The family members told the press that their loved ones were arrested in 2019 under the Security Offences (Special Measures) Act (Sosma) after being suspected of being involved in organised crime.

“We don’t know what offences these 22 detainees committed. If they are guilty, they should be sentenced. But don’t torture them like this,” said Malaruvanan, the president of Pertubuhan Ilaya Thalaimurai Kuala Lumpur dan Selangor.

“We don’t want another case like Ganapathy’s. Prisons are a place for rehabilitation, and that’s what families want for their family members who are imprisoned— not to lose them forever.”

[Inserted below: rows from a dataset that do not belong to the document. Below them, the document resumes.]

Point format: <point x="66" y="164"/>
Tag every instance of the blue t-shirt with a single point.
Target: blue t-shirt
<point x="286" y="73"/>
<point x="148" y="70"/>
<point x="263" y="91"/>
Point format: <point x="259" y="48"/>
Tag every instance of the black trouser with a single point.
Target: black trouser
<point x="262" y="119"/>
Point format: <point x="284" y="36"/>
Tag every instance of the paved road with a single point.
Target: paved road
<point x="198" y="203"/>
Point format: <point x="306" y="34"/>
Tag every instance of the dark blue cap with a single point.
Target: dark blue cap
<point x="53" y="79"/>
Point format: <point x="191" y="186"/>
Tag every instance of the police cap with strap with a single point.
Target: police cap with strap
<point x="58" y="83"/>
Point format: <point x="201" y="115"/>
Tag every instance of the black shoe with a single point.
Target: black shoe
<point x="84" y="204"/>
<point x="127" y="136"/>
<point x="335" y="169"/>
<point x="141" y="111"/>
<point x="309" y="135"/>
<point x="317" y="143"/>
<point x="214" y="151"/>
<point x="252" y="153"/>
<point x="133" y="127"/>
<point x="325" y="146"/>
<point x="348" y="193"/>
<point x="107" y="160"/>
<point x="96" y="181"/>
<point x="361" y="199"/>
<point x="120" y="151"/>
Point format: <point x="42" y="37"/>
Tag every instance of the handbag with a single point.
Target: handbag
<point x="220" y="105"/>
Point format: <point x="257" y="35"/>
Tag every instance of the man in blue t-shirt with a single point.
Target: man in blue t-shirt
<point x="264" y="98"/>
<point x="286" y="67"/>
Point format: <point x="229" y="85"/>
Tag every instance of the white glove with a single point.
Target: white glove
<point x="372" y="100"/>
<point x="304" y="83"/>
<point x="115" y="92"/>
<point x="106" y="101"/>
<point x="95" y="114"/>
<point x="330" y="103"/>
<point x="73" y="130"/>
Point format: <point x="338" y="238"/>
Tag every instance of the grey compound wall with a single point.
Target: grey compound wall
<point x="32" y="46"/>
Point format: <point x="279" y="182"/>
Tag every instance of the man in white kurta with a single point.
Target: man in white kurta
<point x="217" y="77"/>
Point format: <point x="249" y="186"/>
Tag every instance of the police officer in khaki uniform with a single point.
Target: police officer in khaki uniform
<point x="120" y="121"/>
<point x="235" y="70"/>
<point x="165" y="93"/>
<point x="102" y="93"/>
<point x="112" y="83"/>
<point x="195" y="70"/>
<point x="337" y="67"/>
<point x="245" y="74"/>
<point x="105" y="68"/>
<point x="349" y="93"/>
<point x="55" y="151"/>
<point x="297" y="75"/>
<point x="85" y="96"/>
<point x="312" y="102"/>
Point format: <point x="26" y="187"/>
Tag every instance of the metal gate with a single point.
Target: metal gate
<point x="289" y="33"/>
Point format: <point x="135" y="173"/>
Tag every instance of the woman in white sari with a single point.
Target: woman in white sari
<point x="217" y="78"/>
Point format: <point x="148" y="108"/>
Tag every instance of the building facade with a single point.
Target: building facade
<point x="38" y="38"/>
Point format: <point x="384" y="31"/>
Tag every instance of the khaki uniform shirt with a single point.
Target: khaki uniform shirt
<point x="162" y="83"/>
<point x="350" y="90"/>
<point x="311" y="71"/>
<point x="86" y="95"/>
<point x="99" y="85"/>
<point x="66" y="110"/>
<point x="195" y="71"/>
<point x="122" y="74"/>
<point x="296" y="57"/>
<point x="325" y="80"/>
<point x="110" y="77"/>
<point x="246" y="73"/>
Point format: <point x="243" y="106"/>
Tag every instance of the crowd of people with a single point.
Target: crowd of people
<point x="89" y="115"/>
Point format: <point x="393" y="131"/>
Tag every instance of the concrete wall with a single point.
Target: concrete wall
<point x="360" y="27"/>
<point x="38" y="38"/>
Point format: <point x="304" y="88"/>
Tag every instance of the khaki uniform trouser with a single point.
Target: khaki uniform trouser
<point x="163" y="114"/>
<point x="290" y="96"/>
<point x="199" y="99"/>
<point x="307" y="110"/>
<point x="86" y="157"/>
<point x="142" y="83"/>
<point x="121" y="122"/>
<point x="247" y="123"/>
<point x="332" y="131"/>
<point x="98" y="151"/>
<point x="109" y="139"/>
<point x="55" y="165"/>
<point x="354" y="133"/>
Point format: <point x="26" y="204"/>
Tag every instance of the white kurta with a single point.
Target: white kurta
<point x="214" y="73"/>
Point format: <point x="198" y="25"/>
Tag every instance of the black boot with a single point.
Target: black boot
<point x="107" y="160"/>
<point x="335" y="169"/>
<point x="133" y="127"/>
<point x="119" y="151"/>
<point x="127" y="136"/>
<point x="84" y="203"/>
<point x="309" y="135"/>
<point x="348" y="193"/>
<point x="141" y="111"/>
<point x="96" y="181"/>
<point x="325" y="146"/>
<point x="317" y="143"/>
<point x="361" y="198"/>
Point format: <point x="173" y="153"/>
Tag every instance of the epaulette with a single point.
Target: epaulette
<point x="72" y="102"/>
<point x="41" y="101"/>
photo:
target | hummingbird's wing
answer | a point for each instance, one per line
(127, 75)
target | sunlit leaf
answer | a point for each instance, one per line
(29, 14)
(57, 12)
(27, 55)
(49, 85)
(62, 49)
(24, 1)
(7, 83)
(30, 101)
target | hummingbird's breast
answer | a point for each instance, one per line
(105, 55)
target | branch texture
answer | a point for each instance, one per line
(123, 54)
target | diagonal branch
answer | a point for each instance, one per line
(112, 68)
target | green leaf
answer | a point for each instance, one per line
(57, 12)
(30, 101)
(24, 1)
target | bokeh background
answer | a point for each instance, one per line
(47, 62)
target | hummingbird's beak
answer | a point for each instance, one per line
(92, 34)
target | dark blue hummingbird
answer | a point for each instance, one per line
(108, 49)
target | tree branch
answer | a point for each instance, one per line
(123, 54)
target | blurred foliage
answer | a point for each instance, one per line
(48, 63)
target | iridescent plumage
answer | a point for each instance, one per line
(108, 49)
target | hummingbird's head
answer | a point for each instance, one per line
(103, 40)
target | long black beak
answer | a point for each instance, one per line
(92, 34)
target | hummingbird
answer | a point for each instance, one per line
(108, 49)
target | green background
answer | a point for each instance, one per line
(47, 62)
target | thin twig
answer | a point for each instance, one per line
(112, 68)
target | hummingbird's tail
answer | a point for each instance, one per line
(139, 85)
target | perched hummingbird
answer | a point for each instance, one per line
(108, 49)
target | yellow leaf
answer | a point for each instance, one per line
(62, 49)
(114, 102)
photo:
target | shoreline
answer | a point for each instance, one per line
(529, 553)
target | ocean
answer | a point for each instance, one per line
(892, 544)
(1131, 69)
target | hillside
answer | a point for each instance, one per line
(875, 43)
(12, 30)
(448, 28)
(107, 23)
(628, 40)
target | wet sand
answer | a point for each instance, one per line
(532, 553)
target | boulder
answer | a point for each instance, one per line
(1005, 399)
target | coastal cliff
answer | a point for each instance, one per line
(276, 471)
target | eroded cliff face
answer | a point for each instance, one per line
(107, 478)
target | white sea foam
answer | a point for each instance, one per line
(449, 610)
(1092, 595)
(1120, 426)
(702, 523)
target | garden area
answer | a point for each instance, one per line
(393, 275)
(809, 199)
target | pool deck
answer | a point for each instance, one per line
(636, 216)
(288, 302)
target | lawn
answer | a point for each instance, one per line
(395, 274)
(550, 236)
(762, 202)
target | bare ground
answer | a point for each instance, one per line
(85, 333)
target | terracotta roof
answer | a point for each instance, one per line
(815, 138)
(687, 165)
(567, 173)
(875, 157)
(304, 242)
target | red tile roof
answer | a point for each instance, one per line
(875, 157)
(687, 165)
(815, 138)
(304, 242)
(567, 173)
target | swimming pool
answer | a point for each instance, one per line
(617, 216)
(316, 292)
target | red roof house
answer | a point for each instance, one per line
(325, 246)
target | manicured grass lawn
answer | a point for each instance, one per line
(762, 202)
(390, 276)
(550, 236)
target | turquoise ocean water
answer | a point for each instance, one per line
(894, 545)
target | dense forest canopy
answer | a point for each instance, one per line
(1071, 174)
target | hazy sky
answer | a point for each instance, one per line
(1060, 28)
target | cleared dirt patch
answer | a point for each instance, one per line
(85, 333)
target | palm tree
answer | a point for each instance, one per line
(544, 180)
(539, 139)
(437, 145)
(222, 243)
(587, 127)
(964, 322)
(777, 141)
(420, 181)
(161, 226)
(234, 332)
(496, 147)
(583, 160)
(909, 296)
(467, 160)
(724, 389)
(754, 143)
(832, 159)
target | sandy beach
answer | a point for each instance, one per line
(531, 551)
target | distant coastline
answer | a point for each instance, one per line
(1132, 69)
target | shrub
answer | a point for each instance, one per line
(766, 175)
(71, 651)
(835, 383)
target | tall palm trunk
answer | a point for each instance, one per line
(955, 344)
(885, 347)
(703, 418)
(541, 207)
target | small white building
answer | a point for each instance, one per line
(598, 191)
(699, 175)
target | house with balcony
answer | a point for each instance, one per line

Prince Jon, the vice-president of another NGO, Sebaran Kasih, said that he wanted the police to take action on the 10 police reports lodged by family members of the detainees, who alleged abuse, so as to protect their well-being behind bars.

“Indians are in the minority in Malaysia and they are being abused and mistreated in prison. But even though we are in the minority, we are still Malaysian citizens,” he said.

“We are not against the government, but we are against the abuse of power and the brutality of those in authority.

“We have our rights and we deserve to be treated the same as others. We don’t want another death in custody to happen to anyone. We know about Ganapathy and we want to do something before it’s too late.”

Puchong MP Gobind Singh Deo joined the chorus, calling for an inquest to determine the cause of Ganapathy’s death.

He said AG Idrus Harun, who is also the public prosecutor, could rely on Section 339 of the Criminal Procedure Code to call for an independent inquiry to ascertain the circumstances that led to the victim’s death while in custody.

“This section empowers the public prosecutor in cases of death, such as Ganapathy’s, to direct an inquiry with a view to take action if there is a need,” he said in a Facebook post.

Faihan Ghani/The Star

Despite the denial by police, Gobind said this should be determined by an independent inquiry in which the victim’s family should also be given a right to be heard.

“The law is therefore designed to meet and address cases like this. There is no reason not to make full use of these provisions in order to ensure justice for Ganapathy.

“The government too must speak up. The home minister (Hamzah Zainudin) must break his silence,” he added.